Can We Avoid Another Cataclysmic Meltdown Of The Global Financial System?

December 14, 2016 |

sklarTake-aways from Rana Foroohar’s Article Titled  “Saving Capitalism” (Time Magazine, May 23, 2016) and her book titled ”Makers and Takers, The Rise of Finance and the Fall of American Business”.

By Tim Sklar, 
A Concerned Project Development and Project Finance Professional

Special to The Digest

Background

Over the last thirty years my firm Sklar and Associates (S&A) had been engaged in assisting clients in defining and evaluating, numerous new infrastructure and energy projects  and to assist them by packaging selected projects to facilitate their financing.

In the 1980’s, project development services were provided to clients on a variety of commercial projects, involving light manufacturing, agri-business, food processing, wholesale, and retail operations.  In the early 1990’s, as sub-consultants to number of large consulting engineering firms, we provided financial viability assessments on a variety government sponsored infrastructure projects they had under development in Asia and Africa. We also helped evaluate a variety of financing schemes that were being considered when financing proposed toll-roads, bridges, tunnels, freight rail systems, mass transit systems, ports, and airports. In the late 1990’s the project mix shifted to the energy sector and included petroleum refineries, power plants and power distribution systems.

And starting in 2006, our focus had shifted to participating in development of projects capable of producing biofuels and bioenergy on a commercial scale. At that time, there had been significant interest expressed by Northern European coal-fired power plants to burn bio-coal made from US forestry wastes. A few years later, evolving technology stimulated interest in promising new biorefining processes that would be able to makimagese advanced high value biofuels from these same forestry wastes.

Unfortunately, the obstacles encountered in trying to develop these wood-waste-to biofuels plants became insurmountable, as the evolution of commercial-scale biofuels technology had lagged and  the price being paid for competing fossil fuels had significantly dropped. This led to new risk thresholds that made financing of these high risk-start-ups  extremely tenuous. And in the aftermath of the financial melt down of 2008. the obstacles being encountered in obtaining financing, became insurmountable. And by 2015 we decided to abandon our biorefinery project development efforts.

New Concerns

Although we still believe that there will be a place in our energy future for bioenergy and biofuels, we believe that the future outlook for bioenergy and biofuels development will remain uncertain, as the future of the US and the global economy has not fully recovered and the prospects for another financial melt-down and subsequent recession, remains as a distinct possibility.

Some experts are now suggesting  that the U.S. system of market capitalism itself is so broken that  another cataclysmic  collapse is imminent. We are equally concerned that the fixes that are described by these experts, may not be effective any time soon. And one has to wonder whether there is the collective will  to accept the “strong medicine” we are being told is needed.

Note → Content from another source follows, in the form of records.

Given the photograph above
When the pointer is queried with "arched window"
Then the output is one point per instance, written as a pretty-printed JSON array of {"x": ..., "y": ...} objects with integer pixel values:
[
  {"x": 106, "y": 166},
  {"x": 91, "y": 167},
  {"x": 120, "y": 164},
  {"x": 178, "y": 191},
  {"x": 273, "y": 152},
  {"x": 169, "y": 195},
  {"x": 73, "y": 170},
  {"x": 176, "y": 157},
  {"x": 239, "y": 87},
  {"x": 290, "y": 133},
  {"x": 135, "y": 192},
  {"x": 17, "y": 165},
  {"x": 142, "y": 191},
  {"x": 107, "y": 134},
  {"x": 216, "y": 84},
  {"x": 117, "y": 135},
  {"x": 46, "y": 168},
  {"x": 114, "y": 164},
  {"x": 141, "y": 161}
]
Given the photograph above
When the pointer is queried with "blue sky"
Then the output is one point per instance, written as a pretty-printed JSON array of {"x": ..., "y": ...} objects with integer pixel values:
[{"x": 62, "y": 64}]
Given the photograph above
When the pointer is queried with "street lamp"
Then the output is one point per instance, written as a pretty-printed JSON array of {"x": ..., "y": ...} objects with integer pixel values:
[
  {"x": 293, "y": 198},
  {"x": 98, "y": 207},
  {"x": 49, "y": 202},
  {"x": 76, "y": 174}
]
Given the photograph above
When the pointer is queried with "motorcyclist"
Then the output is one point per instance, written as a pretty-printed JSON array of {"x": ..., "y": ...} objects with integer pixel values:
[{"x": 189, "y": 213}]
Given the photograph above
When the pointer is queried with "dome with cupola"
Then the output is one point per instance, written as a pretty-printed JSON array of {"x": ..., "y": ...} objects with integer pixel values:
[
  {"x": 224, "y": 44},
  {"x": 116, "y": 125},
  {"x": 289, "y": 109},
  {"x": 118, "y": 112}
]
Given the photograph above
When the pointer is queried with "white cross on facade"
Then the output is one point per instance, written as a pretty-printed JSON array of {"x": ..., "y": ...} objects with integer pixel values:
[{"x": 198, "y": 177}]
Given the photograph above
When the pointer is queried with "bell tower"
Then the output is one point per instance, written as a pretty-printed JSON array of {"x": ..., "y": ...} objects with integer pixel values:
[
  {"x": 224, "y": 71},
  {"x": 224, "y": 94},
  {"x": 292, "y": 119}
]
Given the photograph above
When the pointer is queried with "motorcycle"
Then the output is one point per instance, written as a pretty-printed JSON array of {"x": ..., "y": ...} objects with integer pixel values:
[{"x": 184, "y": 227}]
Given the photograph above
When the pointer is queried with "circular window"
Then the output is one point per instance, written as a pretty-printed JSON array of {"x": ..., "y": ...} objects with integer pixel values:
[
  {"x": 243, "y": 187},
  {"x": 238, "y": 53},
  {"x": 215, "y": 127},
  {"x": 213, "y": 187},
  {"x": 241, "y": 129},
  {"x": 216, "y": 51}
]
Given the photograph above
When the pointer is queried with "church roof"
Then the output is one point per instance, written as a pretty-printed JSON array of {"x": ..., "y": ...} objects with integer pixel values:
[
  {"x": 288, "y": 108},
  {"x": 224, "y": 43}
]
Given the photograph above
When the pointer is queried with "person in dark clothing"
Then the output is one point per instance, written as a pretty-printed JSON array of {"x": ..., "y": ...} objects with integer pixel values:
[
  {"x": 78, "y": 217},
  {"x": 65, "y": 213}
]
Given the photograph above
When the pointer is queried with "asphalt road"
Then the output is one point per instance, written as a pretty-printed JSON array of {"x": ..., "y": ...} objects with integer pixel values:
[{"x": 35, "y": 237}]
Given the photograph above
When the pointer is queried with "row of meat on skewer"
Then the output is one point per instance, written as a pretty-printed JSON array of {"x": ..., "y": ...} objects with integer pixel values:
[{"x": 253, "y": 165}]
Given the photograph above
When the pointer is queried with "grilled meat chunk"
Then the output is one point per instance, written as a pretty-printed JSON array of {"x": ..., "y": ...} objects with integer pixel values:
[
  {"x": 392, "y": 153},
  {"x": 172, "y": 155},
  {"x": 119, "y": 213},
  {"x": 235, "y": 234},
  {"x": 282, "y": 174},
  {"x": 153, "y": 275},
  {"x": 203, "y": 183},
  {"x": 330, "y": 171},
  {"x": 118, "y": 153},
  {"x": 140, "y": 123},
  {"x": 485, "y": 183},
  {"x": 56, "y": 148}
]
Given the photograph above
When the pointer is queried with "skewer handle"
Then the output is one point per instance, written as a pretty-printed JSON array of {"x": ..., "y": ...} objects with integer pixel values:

In her new book, titled “Makers and Takers…” and her recent article that appeared in Time Magazine, Rana Foroohar has provided  excellent and lucid explanations as to how we got into the fix we are in over the last 40 years. She also describes some of the “strong medicine” that may be needed. She clearly places blame on what has happened to our financial system and describes how our financial banks, hedgefunds, mutual funds, insurance firms, and trading houses are no longer providing financing to the real economy. She admonishes those who own and manage our financial institutions for being so self-serving that they are no longer a help to business. She concludes that our financial institutions have now become a hinderance to business and are no longer serving the real economy or society as  a whole. Unfortunately, she devotes only one 10-page chapter out of eleven of her book to the discussion of five big ideas that would integrate finance into the real economy, to better serve our shared prosperity and growth.

To better understand the fix we are in and how to get our economy back on track without having to read all 329 pages of what Ms. Foroohar has written, this synopsis is offered. It highlights each of her chapters in “Makers and Takers”, and culls out the various “fixes” that are mentioned. I then opine on what has to happen to implement each “fix”. This  should help the reader decide for themselves, whether obtaining such a fix is probable or problematic.

What’s Happening? Our Current Economic Malaise

It has been 8 years since the financial crisis of 2008. Although trillions of dollars have already been expended in order to turn the economy around, in 2016 , there is still widespread disaffection with the anemic economic recovery, the stagnant incomes and increased income disparity.  And this economic malaise is now a major tissue in the 2016 presidential campaign.

Further, there is still confusion among the experts, pundits and political leaders as to what our financial system should be designed to do and who it should serve. As a consequence, we are being told that there are a plethora of prescriptions that could fix the system. We are also being told  that these fixes may still be inadequate as America’s economic problems go far beyond unsound practices of the bankers, hedge funds, and the too-big-to fail financial institutions. We are also being told that it will also take more than a set of major revisions to laws and regulations  to reign in corporate tax avoidances schemes, to close tax loopholes. to shore up lax regulations and to improve regulatory enforcement.